Когда Джон злится – он сжимает кулак. Не потому что так легче справиться с эмоциями, а для того, чтобы быстрее привести в его действие.
Он курит пачку сигарет в день и заедает запах не жвачкой как все, а лаймовым леденцом, чтобы на вопрос:
"Опять выделываешься?" – ответить:
"Я просто привык".
И Джон действительно привык. Привык решать конфликты кулаком в челюсть, курить, проводить время в компании доступных девушек и есть много сладкого, чтобы хоть немного заглушить эту горечь. Проще говоря, привык любым способом заявлять о себе. И пусть он не говорит этого вслух, каждый его выбор – это напоминание, мол, смотрите, я здесь, и я плевать хотел на ваши правила! Средства не так важны, главное результат. Ему льстит любое внимание, даже если оно насквозь фальшивое и грозит осуждением.

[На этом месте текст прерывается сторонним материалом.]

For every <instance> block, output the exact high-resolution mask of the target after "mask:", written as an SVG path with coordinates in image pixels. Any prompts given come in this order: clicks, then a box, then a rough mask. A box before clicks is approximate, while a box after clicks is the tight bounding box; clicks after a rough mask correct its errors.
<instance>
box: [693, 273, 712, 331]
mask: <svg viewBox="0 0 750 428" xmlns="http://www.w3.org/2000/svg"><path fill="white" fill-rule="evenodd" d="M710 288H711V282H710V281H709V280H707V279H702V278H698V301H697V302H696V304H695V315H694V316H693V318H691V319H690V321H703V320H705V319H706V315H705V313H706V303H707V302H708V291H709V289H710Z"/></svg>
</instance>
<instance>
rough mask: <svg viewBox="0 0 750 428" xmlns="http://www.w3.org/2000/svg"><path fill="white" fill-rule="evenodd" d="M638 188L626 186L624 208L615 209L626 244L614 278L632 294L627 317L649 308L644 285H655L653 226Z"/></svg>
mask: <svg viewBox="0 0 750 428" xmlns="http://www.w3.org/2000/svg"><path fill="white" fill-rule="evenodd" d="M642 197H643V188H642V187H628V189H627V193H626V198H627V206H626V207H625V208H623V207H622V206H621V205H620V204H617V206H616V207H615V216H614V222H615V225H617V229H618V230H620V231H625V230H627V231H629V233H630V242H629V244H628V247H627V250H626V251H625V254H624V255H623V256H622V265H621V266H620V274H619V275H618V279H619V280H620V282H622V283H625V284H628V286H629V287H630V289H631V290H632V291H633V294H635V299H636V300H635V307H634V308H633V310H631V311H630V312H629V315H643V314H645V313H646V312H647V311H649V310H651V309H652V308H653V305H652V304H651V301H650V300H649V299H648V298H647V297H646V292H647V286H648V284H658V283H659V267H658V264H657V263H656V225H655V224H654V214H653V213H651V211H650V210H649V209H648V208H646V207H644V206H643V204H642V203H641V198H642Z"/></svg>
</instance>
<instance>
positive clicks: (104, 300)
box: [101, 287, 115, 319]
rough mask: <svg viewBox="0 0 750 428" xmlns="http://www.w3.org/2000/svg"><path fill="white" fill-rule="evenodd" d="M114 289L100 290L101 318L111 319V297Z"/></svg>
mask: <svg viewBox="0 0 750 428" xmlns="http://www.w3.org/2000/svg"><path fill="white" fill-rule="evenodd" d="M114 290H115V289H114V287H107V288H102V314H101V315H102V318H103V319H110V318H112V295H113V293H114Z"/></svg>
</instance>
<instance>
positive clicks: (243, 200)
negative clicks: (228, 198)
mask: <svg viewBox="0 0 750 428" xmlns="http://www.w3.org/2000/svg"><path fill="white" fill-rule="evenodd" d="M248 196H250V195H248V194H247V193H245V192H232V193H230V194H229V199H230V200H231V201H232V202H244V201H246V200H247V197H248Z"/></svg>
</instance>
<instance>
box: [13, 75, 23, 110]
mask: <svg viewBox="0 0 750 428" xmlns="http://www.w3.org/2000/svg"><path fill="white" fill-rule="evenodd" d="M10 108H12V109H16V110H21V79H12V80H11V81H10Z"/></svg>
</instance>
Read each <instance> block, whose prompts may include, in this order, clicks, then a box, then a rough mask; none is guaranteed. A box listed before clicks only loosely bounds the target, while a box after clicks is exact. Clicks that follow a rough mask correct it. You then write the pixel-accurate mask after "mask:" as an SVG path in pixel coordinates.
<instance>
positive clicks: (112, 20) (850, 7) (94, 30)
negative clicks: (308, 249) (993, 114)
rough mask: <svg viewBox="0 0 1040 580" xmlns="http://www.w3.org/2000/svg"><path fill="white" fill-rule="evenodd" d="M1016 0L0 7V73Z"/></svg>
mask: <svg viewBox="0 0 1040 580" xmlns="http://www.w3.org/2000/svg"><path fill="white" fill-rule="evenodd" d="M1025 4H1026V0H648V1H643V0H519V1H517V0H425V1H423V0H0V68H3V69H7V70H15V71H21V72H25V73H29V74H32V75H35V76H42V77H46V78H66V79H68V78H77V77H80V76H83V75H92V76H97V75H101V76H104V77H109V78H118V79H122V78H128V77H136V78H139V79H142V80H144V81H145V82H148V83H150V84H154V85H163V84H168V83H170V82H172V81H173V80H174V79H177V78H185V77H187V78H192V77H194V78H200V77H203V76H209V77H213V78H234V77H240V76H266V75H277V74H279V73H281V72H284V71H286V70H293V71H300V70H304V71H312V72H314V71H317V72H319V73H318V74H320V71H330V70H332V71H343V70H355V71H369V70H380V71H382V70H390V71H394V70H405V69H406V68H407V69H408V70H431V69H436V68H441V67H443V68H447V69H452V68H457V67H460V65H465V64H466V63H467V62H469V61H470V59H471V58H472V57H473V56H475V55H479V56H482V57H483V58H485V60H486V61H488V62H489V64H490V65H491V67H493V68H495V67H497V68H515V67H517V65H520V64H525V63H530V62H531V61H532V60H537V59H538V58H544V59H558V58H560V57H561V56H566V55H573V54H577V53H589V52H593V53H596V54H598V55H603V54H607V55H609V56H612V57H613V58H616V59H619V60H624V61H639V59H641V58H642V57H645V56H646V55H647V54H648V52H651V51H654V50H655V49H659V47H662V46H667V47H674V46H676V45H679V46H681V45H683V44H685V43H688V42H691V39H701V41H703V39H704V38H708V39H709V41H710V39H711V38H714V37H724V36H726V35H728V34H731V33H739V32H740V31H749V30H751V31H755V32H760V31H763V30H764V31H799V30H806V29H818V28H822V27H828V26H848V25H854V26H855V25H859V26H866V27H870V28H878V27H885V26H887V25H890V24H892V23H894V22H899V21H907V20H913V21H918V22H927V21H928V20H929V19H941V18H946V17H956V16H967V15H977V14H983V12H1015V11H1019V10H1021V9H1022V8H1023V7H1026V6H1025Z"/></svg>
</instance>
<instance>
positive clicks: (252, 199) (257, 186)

Единственное, где Джону не нужна самореклама – музыка. Любимое занятие, где совершить ошибку, на удивление, стыдно. Он убеждает не только других, но и себя самого в том, что в его таланте нет ничего особенного, играть может каждый.
Так было раньше.
Теперь, когда он уже осознаёт, что его способности – это пистолет, завернутый в грязное, пропитанное дымом покрывало, Джон делает только одно: берет его в руку и направляет в толпу. И всё бы ничего, однако, когда ему предлагают вместо старого покрывала блестящую кобуру, он снова делает выбор.
— Он мне отказал! Какая наглость! Хотя стоит отметить мальчик с зубками, мне такие нравятся. Но он мне отказал! Как он вообще посмел? О-о-о, мой лев! У меня аж руки трясутся, посмотри.
— Да, дядя, вижу, трясутся.
И сейчас, пока Джон докуривает очередную сигарету, над его головой уже горит красная лампочка.
— Ничего-ничего. Я все равно получу этот не ограненный алмаз. Арнольд Мантгомери никогда не сдается, слышишь, детка?
— Конечно, дядя: как и настоящий Ландграаб. Я помню.
— И он запомнит. Ещё как запомнит.
В чем-то Арнольд прав, и Джон действительно запомнит день их очередной встречи. Но пока он сжимает в руке гриф гитары и репетирует песню, которую сочинил просто так, потому что захотелось, потому что было время, потому что ему не нужна причина.